Letzte Woche habe Willy Pfund «aus persönlichen Gründen seinen sofortigen Rücktritt von allen Ämtern bei Pro Tell» eingereicht, heisst es in einer Mitteilung des «Vereins für ein freiheitliches Waffenrecht».

Der heute 77-jährige Dornacher war seit 2002 Präsident. Bis zur Ersatzwahl im Frühling 2017 ist das Amt interimistisch besetzt.

Offenbar ist Pfunds Abgang nicht in gutem Einvernehmen erfolgt. Wie der «Tages-Anzeiger» berichtete, habe der Dornacher in einer Mail einen Vorstandsentscheid von Ende August kritisiert.
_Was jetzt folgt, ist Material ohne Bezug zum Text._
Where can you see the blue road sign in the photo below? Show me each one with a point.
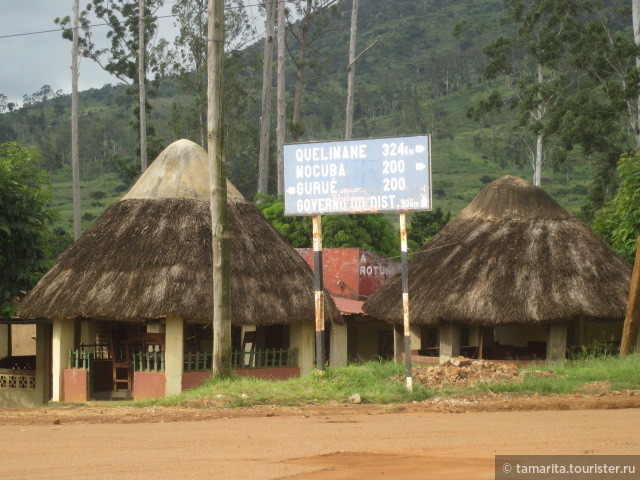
(358, 176)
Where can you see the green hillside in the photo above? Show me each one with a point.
(418, 78)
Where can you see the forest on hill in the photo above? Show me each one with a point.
(466, 72)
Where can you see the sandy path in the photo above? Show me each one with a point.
(412, 445)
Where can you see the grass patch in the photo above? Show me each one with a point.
(621, 373)
(371, 381)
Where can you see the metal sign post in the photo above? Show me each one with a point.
(319, 292)
(405, 300)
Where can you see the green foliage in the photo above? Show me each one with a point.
(128, 169)
(371, 231)
(25, 221)
(297, 230)
(424, 225)
(618, 223)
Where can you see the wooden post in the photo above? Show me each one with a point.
(319, 291)
(282, 121)
(221, 360)
(265, 119)
(405, 300)
(142, 93)
(632, 317)
(75, 160)
(351, 71)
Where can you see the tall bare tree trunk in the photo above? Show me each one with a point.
(142, 94)
(221, 361)
(75, 160)
(635, 9)
(265, 119)
(351, 72)
(296, 130)
(282, 121)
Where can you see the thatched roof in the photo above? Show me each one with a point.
(149, 255)
(512, 256)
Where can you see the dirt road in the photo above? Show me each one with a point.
(312, 443)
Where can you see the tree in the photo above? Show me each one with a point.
(618, 223)
(486, 110)
(312, 26)
(221, 271)
(188, 59)
(265, 117)
(537, 49)
(351, 71)
(424, 226)
(123, 58)
(25, 222)
(281, 128)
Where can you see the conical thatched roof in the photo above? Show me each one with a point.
(512, 256)
(149, 255)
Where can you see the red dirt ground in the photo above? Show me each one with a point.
(438, 439)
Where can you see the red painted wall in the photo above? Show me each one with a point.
(283, 373)
(148, 385)
(192, 380)
(374, 270)
(352, 273)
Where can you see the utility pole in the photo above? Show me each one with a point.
(351, 71)
(221, 361)
(632, 318)
(75, 160)
(142, 93)
(265, 119)
(282, 121)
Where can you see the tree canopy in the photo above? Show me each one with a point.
(25, 221)
(618, 223)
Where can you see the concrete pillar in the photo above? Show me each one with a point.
(4, 340)
(338, 345)
(398, 343)
(63, 340)
(174, 354)
(415, 332)
(557, 342)
(250, 342)
(43, 361)
(449, 341)
(303, 336)
(88, 332)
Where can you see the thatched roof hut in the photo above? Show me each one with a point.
(512, 256)
(149, 255)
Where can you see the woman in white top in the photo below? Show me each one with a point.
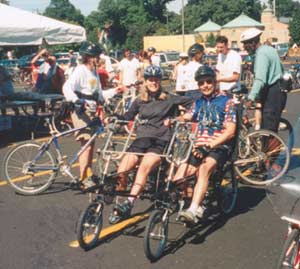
(83, 88)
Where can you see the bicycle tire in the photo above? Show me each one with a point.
(156, 224)
(120, 108)
(90, 225)
(16, 162)
(287, 133)
(290, 251)
(227, 191)
(30, 111)
(258, 166)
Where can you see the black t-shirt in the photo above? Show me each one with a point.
(155, 112)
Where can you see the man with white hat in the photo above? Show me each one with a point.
(267, 74)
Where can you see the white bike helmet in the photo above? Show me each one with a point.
(250, 34)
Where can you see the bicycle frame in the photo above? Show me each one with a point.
(54, 140)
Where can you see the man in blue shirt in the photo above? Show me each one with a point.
(267, 75)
Laut diesem sei Pfund, «wegen autokratischem Führungsstil und mangelnder Kommunikation» per sofort suspendiert. Pfund bezeichnet das Vorgehen als «Putsch, statutenwidrig und respektlos».

Kursstreit in der Waffenlobby?

Gegenüber dem Zürcher Blatt führt Pfund aus, dass er sich gegen Kreise innerhalb von Pro Tell gewehrt habe. Diese hätten eine noch weitergehende Liberalisierung des Waffenrechts gefordert, während er sich für das politisch Machbare eingesetzt habe. Der Eklat offenbart somit einen veritablen Kursstreit innerhalb der Waffenlobby.

Pfund, der von 1983 bis 1987 für die FDP im Nationalrat sass, hat Erfahrungen mit «Putschs»: Als der machtbewusste Kantonalparteipräsident nach einem Sitz im Regierungsrat greifen wollte, machte das Wahlvolk dem Schwarzbuben einen Strich durch die Rechnung: Statt Willy Pfund zog 1988 die «wild» angetretene Freisinnige Cornelia Füeg in die Regierung ein – als erste Frau in der Kantonsgeschichte.

Darauf kehrte Pfund, damals beruflich als Spitaldirektor in Basel tätig, der Politik verbittert den Rücken. (ldu/szr)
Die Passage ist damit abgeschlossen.